For PE files (Windows EXEs and DLLs), the init table is in the .rdata section right after the IAT (Import Address Table),
which comes at the start of the section. An easy way to find it in some files it to search for __guard_check_icall_fptr and
scroll down until you find a null (zero) pointer. The init table starts at the next address.*
or ELF files (Linux, Android etc.), the table is stored in the .init_array section (and finalization functions are in the .fini_array section).

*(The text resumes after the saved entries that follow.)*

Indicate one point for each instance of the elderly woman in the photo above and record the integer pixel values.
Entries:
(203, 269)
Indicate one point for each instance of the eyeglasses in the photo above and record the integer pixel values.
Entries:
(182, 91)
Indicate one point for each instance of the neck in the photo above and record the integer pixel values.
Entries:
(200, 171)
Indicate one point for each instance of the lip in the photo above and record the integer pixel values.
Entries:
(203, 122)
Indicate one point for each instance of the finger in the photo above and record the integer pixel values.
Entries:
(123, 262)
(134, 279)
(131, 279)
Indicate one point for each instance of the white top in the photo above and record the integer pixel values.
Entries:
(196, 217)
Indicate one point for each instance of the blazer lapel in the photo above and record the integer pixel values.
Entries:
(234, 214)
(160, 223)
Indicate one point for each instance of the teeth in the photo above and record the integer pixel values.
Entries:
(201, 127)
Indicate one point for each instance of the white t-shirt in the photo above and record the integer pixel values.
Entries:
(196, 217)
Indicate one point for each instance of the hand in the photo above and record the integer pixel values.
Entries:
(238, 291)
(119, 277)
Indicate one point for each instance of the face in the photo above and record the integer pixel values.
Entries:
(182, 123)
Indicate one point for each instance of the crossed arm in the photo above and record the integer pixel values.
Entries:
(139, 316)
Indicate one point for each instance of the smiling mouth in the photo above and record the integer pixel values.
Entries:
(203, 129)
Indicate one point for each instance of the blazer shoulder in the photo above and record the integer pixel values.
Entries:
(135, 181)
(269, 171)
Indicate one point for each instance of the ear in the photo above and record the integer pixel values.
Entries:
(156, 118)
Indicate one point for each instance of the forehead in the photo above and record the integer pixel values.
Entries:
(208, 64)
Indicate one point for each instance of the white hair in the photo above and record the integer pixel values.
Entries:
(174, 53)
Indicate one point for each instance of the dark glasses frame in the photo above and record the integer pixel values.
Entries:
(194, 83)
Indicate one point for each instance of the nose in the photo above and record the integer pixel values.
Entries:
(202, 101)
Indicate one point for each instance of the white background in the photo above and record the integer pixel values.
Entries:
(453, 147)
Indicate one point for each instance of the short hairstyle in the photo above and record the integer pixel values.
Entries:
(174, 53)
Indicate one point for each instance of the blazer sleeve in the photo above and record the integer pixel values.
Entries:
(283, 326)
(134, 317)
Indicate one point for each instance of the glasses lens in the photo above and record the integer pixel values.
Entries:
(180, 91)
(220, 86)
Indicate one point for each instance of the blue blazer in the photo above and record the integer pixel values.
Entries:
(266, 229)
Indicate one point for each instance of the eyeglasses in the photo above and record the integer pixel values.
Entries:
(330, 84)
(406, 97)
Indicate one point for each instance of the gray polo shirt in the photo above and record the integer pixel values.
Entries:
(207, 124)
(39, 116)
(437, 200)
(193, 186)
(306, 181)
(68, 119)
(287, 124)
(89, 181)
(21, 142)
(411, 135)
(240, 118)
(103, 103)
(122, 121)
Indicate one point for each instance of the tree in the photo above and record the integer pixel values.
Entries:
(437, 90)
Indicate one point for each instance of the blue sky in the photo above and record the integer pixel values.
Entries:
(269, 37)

For MachO files (iOS), the table is stored in the __mod_init_func section.
Why are the names all messed up? The long squiggly names are the result of name mangling –
a process which guarantees every symbol relating to the binary is unique, and provides additional information to a debugger.
By appending the full namespace and an encoded sequence of argument types to each symbol, multiple overloads of the same method still get unique symbols,
for example. Not all symbol files use name mangling, but many do. Luckily, it doesn’t have any effect on this kind of reverse engineering –
you will just learn to ignore all of the extra bits after a while.